Dimensional analysis has been used as a tool for developing a non-linear empirical model giving the flow zone indicator (FZI) as a function of open-hole log measurements. Dimensional analysis confirms that interval transit time (Δt), true resistivity (Rt), bulk density (ρb), the apparent water resistivity (Rwa) and the photo-electric absorption (Pe) are essential well-log measurements for estimating the FZI in sandstone formations.
A unique power-law relationship has emerged between a dimensionless FZI group (λ) and a dimensionless resistivity group for distinct hydraulic flow units. Petrotyping, using either the discrete rock type (DRT) approach or the global hydraulic elements (GHE) approach, appears to provide a credible framework for comparative hydraulic flow unit description.
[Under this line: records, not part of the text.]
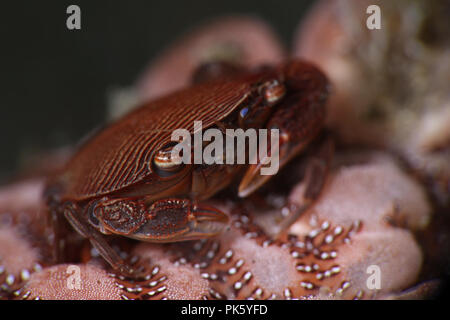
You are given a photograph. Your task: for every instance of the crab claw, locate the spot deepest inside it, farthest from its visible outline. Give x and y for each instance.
(171, 220)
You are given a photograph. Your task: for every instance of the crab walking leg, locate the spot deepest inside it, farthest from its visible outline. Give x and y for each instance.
(298, 119)
(98, 242)
(316, 172)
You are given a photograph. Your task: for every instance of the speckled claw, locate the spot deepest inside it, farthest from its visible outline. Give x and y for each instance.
(180, 220)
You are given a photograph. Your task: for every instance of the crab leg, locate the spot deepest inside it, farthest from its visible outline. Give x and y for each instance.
(299, 118)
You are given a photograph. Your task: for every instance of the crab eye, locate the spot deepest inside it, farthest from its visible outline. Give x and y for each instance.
(163, 162)
(93, 219)
(273, 91)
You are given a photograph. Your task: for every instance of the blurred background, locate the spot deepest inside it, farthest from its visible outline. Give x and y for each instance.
(55, 82)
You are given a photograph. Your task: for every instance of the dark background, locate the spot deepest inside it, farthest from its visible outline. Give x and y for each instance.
(54, 81)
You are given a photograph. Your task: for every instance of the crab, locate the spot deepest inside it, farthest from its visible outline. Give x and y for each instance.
(123, 180)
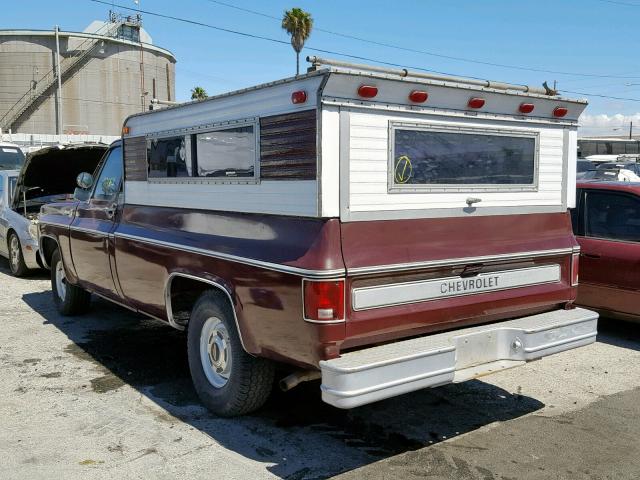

Dimensionless groups permitted the analysis of the effect of several operational variables. The FZI increases with increasing bulk density, and with increasing interval transit time. On the other hand, the FZI decreases with increasing true resistivity (Rt). The relationship between the FZI and the photo-electric absorption is more intricate, though, since it depends on the value of the power-law exponent.
Conventional log data from an oil well (well B), penetrating two distinct sandstone oil reservoirs in an onshore sandstone oilfield in the Middle East, were used to validate the dimensionless groups. For the field case presented, the FZI empirical model prediction capability does not appear to be diminished by the existence of a capillary transition zone. The FZI-based model, used for estimating permeability, represents an improvement in the prediction of permeability provided that reliable estimates of the FZI are available. Dimensional analysis proved to be a powerful modelling tool capable of revealing fine relationships that are invisible to exhaustive data mining techniques.